Hugh Chapman

Hugh Chapman is a community artist, creative activist and performance-maker with a long-term interest in the overlap of performance and activism, promoting alternatives to the economic heterodoxy, promoting political engagement and citizen empowerment more broadly. Hugh is currently an MA student at Central School of Speech and Drama and it a tour guide for the Occupy London Tours. Hugh is involved in a range of community-led campaigns and projects: Fossil Free Cambridgeshire and Cambridge Community Land Trust and is a founding member of the network of Transformational Learning and Culture.


Discovering Acency in Live Action Roleplay

This paper takes as it’s starting point the desire to create participatory experience in which participants can exercise agency.

Recent critical thinking about interactive and participatory experience has identified different levels of interactivity that can be established (Rosemary Klich & Edward Scheer, Hannah Nicklin).

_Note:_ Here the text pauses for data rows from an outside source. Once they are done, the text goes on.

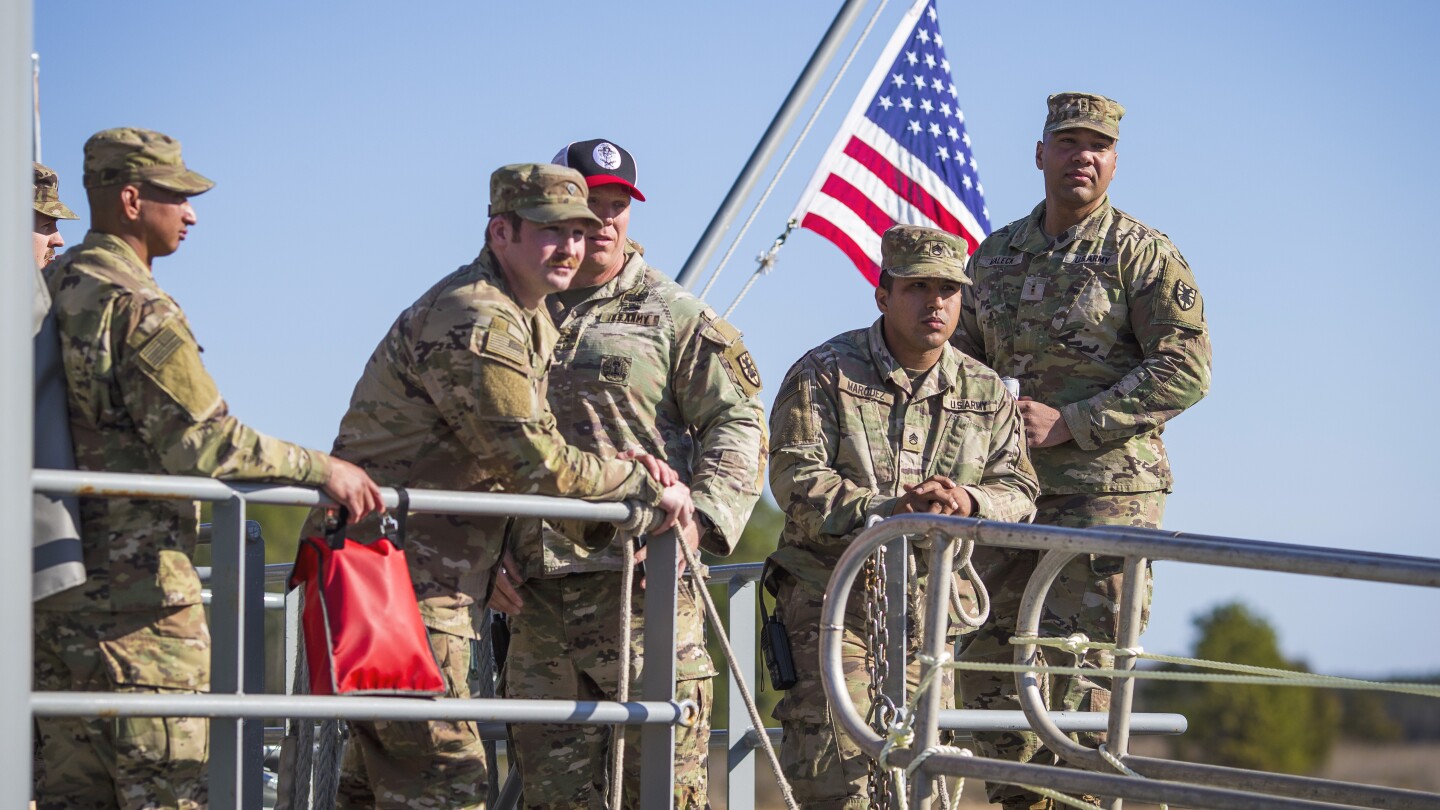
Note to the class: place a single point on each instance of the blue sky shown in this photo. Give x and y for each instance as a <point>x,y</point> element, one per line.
<point>1279,144</point>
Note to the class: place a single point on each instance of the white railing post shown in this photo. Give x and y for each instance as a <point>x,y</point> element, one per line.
<point>16,392</point>
<point>739,744</point>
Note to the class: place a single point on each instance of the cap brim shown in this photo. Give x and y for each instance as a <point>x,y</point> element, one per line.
<point>612,180</point>
<point>1083,126</point>
<point>56,209</point>
<point>183,182</point>
<point>929,270</point>
<point>559,212</point>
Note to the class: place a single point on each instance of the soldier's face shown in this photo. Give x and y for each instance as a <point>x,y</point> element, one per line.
<point>539,257</point>
<point>1079,165</point>
<point>920,313</point>
<point>605,245</point>
<point>164,218</point>
<point>45,239</point>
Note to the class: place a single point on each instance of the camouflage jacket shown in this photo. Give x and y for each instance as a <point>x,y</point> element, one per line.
<point>1103,323</point>
<point>644,365</point>
<point>452,398</point>
<point>140,401</point>
<point>850,428</point>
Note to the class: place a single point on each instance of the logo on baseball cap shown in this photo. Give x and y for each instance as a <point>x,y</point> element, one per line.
<point>602,163</point>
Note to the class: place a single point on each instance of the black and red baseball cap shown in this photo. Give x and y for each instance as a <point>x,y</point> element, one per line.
<point>602,163</point>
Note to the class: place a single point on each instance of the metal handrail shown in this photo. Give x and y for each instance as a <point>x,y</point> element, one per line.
<point>1171,781</point>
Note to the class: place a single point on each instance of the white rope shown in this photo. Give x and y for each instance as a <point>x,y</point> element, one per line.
<point>622,692</point>
<point>789,156</point>
<point>693,562</point>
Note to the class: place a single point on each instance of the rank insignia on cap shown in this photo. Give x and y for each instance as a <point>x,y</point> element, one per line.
<point>1185,296</point>
<point>606,156</point>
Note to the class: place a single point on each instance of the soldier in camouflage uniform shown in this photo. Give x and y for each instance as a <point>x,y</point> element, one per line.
<point>454,398</point>
<point>58,558</point>
<point>874,423</point>
<point>1099,317</point>
<point>140,401</point>
<point>641,365</point>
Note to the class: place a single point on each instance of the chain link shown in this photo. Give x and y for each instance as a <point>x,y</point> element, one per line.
<point>877,665</point>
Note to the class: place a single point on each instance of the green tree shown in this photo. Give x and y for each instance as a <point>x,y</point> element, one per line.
<point>1269,728</point>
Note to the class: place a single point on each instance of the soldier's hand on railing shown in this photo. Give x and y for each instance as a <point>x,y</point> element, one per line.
<point>504,597</point>
<point>663,473</point>
<point>353,489</point>
<point>677,506</point>
<point>1044,425</point>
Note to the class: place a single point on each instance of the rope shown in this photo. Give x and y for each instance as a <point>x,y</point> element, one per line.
<point>693,562</point>
<point>766,264</point>
<point>1249,675</point>
<point>789,156</point>
<point>622,692</point>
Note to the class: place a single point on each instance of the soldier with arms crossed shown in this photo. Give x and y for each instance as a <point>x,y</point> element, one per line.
<point>1099,317</point>
<point>874,423</point>
<point>641,366</point>
<point>454,398</point>
<point>140,401</point>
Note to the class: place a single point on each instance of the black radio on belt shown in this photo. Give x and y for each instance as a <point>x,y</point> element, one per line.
<point>775,644</point>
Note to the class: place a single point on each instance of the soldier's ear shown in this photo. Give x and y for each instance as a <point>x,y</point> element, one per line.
<point>130,198</point>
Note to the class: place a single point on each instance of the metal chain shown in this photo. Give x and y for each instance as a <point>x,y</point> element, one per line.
<point>877,665</point>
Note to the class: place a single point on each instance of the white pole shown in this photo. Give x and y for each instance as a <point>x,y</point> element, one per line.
<point>16,395</point>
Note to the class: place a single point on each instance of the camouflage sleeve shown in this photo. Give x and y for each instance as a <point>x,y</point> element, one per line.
<point>804,438</point>
<point>968,336</point>
<point>1008,486</point>
<point>480,376</point>
<point>1168,320</point>
<point>179,411</point>
<point>717,389</point>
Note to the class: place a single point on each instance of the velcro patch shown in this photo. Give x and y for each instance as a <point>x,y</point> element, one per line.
<point>864,391</point>
<point>982,405</point>
<point>1090,258</point>
<point>162,346</point>
<point>635,319</point>
<point>506,346</point>
<point>615,368</point>
<point>1000,261</point>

In terms of creating experience which allows and cultivates agency, an ’emergent’ interactivity is the holy grail. ‘Emergent’ interactivity describes interactive experience which participants can play an active role in shaping.

Live action role play (larp) is a form well-suited to emergent interactivity. Co-creation of the world in which the larp will take place, the freedom to choose a character and to develop back story and relationships with other players are all features commonly used in larp (especially Nordic larp). Where other interactive experience relies on a pre-determined sequence of events and programmed interactive elements, in larp players shape the story as they play.

This paper explores the potential for the experience of playing a character in the emergent scenario of a live action role play to open up opportunities for personal transformation. Chapman argues that larp can be a space to explore modes of behaviour, strategies and ways of being outside one’s habitual behaviours. In other words, larp is a space for play. The constant interplay between one’s awareness of oneself performing a role and the reality of the role one is playing creates a special ‘double consciousness’ in larp. Participants bring themselves to the character that they’re playing and there’s potential for players to carry aspects of their character with them after the larp is over.